One more thing to note: Since I am using nuget to install umbraco I read it was best to use nuget to upgrade umbraco.
Now with this information here are the steps I am planning to take (at a high-level) to upgrade my environments:
With the above steps my concern is that will the database upgrade changes be applied to each environment using these steps or do I need to use a different approach.
I would appreciate any feedback or suggestions on best practices of how to upgrade multiple environments when the development environment is using nuget to install umbraco.
The first half of this blog post describes how we detect that your database needs an upgrade after pushing your code to a different environment: https://cultiv.nl/blog/using-umbraco-migrations-to-deploy-changes/
In short: the upgrade installer screen will run on each environment and DB changes will be applied during that required step.
Sebastiaan,
Does this mean that during the upgrade in production the website will be unavailable or "kick people out"?
Is there an option or way to do the upgrade without kicking people out of the application?

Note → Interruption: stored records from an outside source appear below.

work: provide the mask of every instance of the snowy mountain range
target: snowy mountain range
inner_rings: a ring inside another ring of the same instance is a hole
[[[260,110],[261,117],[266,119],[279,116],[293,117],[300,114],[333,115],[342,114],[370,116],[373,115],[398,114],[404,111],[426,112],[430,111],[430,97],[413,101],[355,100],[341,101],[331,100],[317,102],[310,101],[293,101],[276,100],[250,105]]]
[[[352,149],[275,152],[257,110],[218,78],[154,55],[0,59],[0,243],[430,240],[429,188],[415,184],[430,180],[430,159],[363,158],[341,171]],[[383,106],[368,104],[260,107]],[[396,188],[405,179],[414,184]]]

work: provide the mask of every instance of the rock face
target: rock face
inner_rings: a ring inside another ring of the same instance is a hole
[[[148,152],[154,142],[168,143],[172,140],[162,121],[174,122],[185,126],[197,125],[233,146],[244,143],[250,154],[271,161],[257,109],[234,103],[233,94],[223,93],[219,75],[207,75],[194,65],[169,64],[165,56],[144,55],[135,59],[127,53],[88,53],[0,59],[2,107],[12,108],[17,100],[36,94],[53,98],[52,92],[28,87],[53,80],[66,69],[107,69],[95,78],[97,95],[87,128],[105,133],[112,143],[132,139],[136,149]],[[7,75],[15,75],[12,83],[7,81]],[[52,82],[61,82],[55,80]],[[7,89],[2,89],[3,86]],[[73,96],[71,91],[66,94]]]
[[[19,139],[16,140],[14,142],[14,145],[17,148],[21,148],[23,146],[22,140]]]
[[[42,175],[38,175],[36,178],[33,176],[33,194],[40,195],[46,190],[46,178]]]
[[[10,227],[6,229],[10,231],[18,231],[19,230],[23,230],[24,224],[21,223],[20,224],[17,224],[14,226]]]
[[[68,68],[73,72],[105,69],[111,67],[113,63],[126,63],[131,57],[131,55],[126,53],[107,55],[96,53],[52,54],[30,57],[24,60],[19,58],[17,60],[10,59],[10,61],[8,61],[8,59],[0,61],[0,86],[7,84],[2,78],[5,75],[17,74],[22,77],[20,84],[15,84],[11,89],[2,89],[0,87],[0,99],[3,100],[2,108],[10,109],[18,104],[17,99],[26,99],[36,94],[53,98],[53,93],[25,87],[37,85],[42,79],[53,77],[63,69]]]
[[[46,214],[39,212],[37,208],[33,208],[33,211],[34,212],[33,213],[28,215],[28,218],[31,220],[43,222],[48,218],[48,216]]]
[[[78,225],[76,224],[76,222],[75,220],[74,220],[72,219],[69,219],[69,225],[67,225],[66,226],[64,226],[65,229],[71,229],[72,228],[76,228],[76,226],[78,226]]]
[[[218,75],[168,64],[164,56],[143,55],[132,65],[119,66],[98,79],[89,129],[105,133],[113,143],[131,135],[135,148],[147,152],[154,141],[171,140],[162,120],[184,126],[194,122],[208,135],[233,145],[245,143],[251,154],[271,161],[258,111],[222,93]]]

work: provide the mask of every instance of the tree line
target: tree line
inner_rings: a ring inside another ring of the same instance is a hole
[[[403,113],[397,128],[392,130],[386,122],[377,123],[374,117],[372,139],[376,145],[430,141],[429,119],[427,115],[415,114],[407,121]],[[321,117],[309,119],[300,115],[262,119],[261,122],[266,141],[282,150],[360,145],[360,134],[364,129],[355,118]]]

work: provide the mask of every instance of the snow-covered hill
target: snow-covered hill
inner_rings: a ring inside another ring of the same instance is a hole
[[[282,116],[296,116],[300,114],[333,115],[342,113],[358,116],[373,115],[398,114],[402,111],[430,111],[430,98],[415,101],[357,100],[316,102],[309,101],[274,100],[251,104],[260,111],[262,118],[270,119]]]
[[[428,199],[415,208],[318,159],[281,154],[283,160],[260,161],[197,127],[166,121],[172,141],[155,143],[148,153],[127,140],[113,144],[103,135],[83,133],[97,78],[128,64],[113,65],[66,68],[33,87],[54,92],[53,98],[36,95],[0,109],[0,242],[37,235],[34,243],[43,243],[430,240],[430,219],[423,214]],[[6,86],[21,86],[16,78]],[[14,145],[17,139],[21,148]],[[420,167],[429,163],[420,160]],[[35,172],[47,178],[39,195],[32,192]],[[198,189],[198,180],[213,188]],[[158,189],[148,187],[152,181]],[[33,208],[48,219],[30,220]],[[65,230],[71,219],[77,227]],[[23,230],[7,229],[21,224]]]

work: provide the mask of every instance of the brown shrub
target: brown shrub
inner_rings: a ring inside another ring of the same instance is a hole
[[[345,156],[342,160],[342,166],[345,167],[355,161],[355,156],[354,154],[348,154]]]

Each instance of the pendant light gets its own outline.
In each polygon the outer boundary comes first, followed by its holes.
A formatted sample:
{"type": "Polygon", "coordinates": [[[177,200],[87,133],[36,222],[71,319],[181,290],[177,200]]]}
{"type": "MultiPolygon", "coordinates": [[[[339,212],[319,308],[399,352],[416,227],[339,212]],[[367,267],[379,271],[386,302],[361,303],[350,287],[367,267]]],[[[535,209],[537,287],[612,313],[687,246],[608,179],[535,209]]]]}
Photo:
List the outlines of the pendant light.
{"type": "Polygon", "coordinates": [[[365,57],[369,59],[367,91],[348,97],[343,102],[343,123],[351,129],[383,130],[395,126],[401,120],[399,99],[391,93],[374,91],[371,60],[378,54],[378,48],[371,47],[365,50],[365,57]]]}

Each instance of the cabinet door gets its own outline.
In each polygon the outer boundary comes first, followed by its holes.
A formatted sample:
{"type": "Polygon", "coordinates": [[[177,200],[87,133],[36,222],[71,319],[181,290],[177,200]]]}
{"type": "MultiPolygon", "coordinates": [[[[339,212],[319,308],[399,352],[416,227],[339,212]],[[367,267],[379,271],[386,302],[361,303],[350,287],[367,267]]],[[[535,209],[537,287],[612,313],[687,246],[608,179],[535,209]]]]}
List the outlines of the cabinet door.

Thankfully for now our app is not used 24/7 so we could do the upgrade during off hours or late in the evening but this isn't an ideal long-term solution for our product which is built on Umbraco.
There's no "kicking out", visitors will not be able to browse the site during the upgrade though.
Website visitors will see the Umbraco login screen while the upgrade is running, it's a long-standing wish of ours to have a more friendly holding screen for that but it doesn't exist.
Currently it is best practice to set up a seperate IIS site with an
index.htm
that says something about maintenance.You can switch hostnames between that site and your live site while doing the upgrade on the temporary hostname. That way at least your website visitors will not be confronted with the Umbraco login screen.
I'm curious how Wordpress does it but this is a work around I can use for now.
Thanks for the info, Sebastiaan!
Sebastiaan,
I did what I described above in my Stage environment but I get this error when running umbraco from a browser on my machine (not the stage server).
Any ideas why it would be looking at my local machine and not the web server? Also any chance I can bypass this to get my stage site back up? I see the database migration record is in there for 7.5.6 but I can't seem to bypass because it continues to fail to modify the web.config because it doesn't exist on my local machine.
Could this mean the permissions on the web server aren't setup correctly for access to the web.config or is it looking on my local machine?
It can't look on your local machine so it seems to be permissions on your stage server. Also check the logs on your stage server.
Hello Sebastiaan,
We are facing a similar problem, but do you know about any documentation/best practices to upgrade the Umbraco version on multiple server setups? i.e. We have a site that uses load balanced and we have 5 servers, one of them is where the database is located, but when we implement the changes on the main server, the replicas will also have the old version in the web.config file and then authorize the upgrade on the main server, but the same version will be on the other servers since the deployment of the changes is through DevOps, so the replicas will throw an error and the site will not be accessible on those servers.
We are going to upgrade from version v8.18.8 to v8.18.10 which is about to be released
I hope you can help me!
Yea, I don't know what I was thinking...I must have been tired...it's what I get for working so late last night. Of course it is on the stage server.
I'll check the logs this morning and permissions of the web.config.
I would be surprised if publishing from VS2015 could have changed permissions. I'm wondering if permissions weren't setup when the site was setup or if they were reset some out inadvertently. I want to prevent this from happening with future upgrades so any suggestions are appreciated.